Whether this fix actually escapes the attractor is the next experiment. The hypothesis is that giving sensitivity a position-aware brain state will let it compete with the lateral signal beyond step 0. The alternative — that 27 character organs with scalar sensitivity simply cannot scale to fluent production no matter how the brain pipeline is structured — is also a legitimate possibility, and the project will tell us which is true.
Either result is informative.
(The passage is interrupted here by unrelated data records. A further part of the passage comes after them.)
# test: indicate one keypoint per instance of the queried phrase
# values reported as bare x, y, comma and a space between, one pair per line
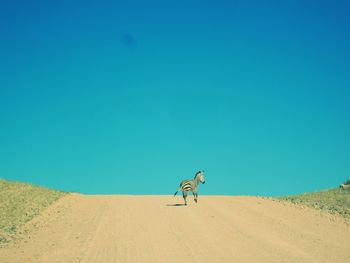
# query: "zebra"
191, 185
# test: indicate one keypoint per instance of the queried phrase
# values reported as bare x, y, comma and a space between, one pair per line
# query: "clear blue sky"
134, 96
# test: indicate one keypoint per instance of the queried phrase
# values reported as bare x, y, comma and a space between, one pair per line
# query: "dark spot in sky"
128, 40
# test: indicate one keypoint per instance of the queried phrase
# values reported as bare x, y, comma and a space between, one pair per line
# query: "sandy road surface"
81, 228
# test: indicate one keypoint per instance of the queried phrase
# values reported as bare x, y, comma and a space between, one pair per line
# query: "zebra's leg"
184, 195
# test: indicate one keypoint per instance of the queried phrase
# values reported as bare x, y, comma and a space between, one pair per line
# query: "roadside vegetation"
19, 203
335, 201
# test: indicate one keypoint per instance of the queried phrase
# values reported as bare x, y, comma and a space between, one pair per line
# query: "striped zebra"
191, 185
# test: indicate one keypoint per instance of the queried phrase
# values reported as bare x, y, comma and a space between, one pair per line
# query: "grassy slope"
335, 201
19, 203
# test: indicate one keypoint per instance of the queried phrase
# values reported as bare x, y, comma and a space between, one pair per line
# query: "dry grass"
19, 203
335, 201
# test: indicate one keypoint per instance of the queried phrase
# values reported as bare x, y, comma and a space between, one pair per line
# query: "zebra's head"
200, 175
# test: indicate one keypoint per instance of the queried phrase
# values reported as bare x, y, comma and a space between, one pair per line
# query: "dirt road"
112, 228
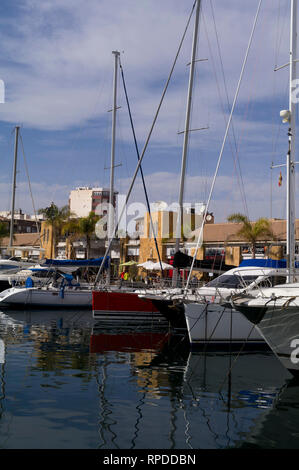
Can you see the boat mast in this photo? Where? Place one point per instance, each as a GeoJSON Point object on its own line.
{"type": "Point", "coordinates": [186, 139]}
{"type": "Point", "coordinates": [12, 212]}
{"type": "Point", "coordinates": [111, 193]}
{"type": "Point", "coordinates": [291, 157]}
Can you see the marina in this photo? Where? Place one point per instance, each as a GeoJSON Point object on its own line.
{"type": "Point", "coordinates": [84, 385]}
{"type": "Point", "coordinates": [129, 322]}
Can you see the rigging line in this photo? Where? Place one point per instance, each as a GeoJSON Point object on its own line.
{"type": "Point", "coordinates": [236, 159]}
{"type": "Point", "coordinates": [141, 170]}
{"type": "Point", "coordinates": [30, 189]}
{"type": "Point", "coordinates": [146, 143]}
{"type": "Point", "coordinates": [224, 141]}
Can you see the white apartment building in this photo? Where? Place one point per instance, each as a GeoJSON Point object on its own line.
{"type": "Point", "coordinates": [85, 199]}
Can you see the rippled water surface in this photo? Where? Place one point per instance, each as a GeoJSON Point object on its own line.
{"type": "Point", "coordinates": [67, 382]}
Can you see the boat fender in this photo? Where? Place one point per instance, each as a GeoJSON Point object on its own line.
{"type": "Point", "coordinates": [29, 282]}
{"type": "Point", "coordinates": [61, 292]}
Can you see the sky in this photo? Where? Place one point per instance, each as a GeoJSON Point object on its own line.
{"type": "Point", "coordinates": [57, 66]}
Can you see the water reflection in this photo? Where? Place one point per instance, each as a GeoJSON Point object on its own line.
{"type": "Point", "coordinates": [68, 381]}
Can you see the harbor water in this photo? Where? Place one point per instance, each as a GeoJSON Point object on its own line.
{"type": "Point", "coordinates": [69, 382]}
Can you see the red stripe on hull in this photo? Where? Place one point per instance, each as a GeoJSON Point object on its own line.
{"type": "Point", "coordinates": [128, 342]}
{"type": "Point", "coordinates": [120, 302]}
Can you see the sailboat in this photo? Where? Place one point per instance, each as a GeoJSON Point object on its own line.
{"type": "Point", "coordinates": [60, 290]}
{"type": "Point", "coordinates": [12, 265]}
{"type": "Point", "coordinates": [121, 304]}
{"type": "Point", "coordinates": [274, 310]}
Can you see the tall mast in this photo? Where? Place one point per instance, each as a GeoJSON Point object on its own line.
{"type": "Point", "coordinates": [14, 186]}
{"type": "Point", "coordinates": [112, 164]}
{"type": "Point", "coordinates": [186, 137]}
{"type": "Point", "coordinates": [291, 157]}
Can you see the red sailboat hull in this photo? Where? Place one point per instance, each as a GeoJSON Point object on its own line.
{"type": "Point", "coordinates": [116, 304]}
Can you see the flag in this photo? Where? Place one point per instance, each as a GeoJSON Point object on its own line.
{"type": "Point", "coordinates": [280, 180]}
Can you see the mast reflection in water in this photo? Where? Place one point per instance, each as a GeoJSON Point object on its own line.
{"type": "Point", "coordinates": [70, 382]}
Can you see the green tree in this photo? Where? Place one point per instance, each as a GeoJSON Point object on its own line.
{"type": "Point", "coordinates": [56, 218]}
{"type": "Point", "coordinates": [252, 231]}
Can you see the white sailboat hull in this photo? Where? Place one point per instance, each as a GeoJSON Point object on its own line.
{"type": "Point", "coordinates": [43, 297]}
{"type": "Point", "coordinates": [212, 324]}
{"type": "Point", "coordinates": [277, 320]}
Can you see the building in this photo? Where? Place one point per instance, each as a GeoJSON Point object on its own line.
{"type": "Point", "coordinates": [25, 246]}
{"type": "Point", "coordinates": [83, 200]}
{"type": "Point", "coordinates": [23, 223]}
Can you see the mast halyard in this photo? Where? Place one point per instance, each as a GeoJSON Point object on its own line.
{"type": "Point", "coordinates": [291, 157]}
{"type": "Point", "coordinates": [111, 190]}
{"type": "Point", "coordinates": [186, 138]}
{"type": "Point", "coordinates": [17, 128]}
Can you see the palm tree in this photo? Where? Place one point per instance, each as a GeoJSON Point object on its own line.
{"type": "Point", "coordinates": [4, 230]}
{"type": "Point", "coordinates": [56, 218]}
{"type": "Point", "coordinates": [251, 232]}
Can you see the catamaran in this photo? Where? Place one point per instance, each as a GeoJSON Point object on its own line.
{"type": "Point", "coordinates": [274, 310]}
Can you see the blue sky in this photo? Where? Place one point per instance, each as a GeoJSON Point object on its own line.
{"type": "Point", "coordinates": [57, 64]}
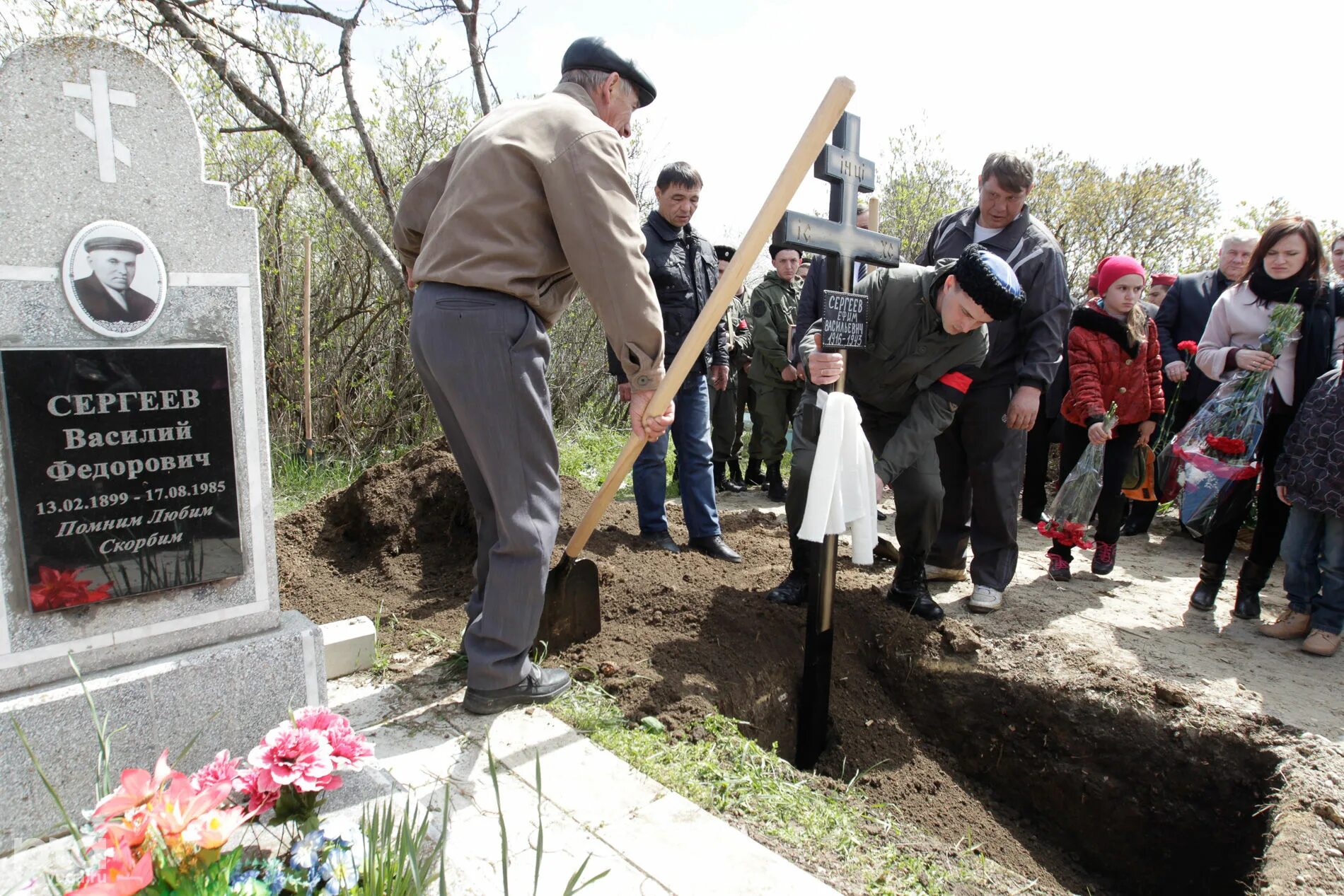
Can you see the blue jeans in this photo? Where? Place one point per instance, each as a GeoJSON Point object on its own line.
{"type": "Point", "coordinates": [695, 472]}
{"type": "Point", "coordinates": [1314, 551]}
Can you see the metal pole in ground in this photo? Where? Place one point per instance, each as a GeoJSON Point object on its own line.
{"type": "Point", "coordinates": [308, 349]}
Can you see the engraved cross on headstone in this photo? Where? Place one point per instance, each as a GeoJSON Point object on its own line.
{"type": "Point", "coordinates": [110, 151]}
{"type": "Point", "coordinates": [850, 175]}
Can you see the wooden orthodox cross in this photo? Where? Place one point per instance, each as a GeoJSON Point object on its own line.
{"type": "Point", "coordinates": [845, 243]}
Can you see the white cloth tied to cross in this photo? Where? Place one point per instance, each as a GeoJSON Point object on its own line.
{"type": "Point", "coordinates": [843, 489]}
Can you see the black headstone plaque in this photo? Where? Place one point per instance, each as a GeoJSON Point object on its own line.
{"type": "Point", "coordinates": [845, 320]}
{"type": "Point", "coordinates": [124, 469]}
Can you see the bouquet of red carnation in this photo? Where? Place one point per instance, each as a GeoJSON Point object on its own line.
{"type": "Point", "coordinates": [1070, 513]}
{"type": "Point", "coordinates": [1217, 449]}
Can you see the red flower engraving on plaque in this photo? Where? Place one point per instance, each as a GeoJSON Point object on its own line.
{"type": "Point", "coordinates": [61, 588]}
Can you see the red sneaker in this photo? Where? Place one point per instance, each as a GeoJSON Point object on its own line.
{"type": "Point", "coordinates": [1058, 569]}
{"type": "Point", "coordinates": [1103, 561]}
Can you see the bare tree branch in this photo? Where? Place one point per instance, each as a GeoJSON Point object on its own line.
{"type": "Point", "coordinates": [174, 15]}
{"type": "Point", "coordinates": [358, 117]}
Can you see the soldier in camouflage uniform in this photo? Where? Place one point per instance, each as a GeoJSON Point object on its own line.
{"type": "Point", "coordinates": [725, 417]}
{"type": "Point", "coordinates": [927, 340]}
{"type": "Point", "coordinates": [775, 307]}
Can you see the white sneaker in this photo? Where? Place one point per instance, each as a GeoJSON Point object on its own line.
{"type": "Point", "coordinates": [985, 600]}
{"type": "Point", "coordinates": [944, 574]}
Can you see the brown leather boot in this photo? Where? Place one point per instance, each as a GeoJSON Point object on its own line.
{"type": "Point", "coordinates": [1321, 644]}
{"type": "Point", "coordinates": [1290, 625]}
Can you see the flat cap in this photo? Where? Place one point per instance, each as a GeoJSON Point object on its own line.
{"type": "Point", "coordinates": [593, 53]}
{"type": "Point", "coordinates": [990, 282]}
{"type": "Point", "coordinates": [119, 243]}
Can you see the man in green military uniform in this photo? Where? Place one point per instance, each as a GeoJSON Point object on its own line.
{"type": "Point", "coordinates": [927, 337]}
{"type": "Point", "coordinates": [775, 307]}
{"type": "Point", "coordinates": [725, 419]}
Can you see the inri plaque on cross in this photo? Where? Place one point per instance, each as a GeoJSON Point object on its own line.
{"type": "Point", "coordinates": [846, 318]}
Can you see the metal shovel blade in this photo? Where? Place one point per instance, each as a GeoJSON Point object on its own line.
{"type": "Point", "coordinates": [573, 610]}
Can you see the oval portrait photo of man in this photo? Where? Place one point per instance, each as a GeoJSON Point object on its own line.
{"type": "Point", "coordinates": [115, 279]}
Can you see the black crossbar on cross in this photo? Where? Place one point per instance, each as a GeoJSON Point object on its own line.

If position-aware encoding rescues generation, it's a clean architectural finding about why frozen-context generation has a ceiling. If it doesn't, the ceiling is somewhere else, and we go look for it.
By the numbers
| Total rounds | 200,483 |
| Conversations heard | 420,768 |
| Speaking attempts | 293,510 |
| Vocabulary in semantic network | 262,539 words |
| Semantic connections | 13.1 million |
| First-char probe (easy tier) | 6 of 8 |
| Sensitivity diversity | 1.01 |
| Collapse-risk indicator | 0.158 |
| Brain at end of run | 3 layers, 4 heads, 64-dim |
| Total organ parameters | ~2,500 |
| Compute platform | Single CPU, pure numpy |
Closing note
The findings above were the framing that came out of a conversation. Other framings exist. A reader who wanted to call the convergence trap a failure rather than a ceiling could; a reader who wanted to call the social-battery result a curiosity rather than a publishable finding could too. I'd push back on both, but the project is small enough and weird enough that nothing about it is settled.
Next milestone is whatever comes out of the per-step encoding experiment. If the baby starts generating fragments of varied English instead of he he he, that'll be a clean result worth its own writeup. If it doesn't, that'll also be worth writing up — knowing where a ceiling actually is matters more than getting past it.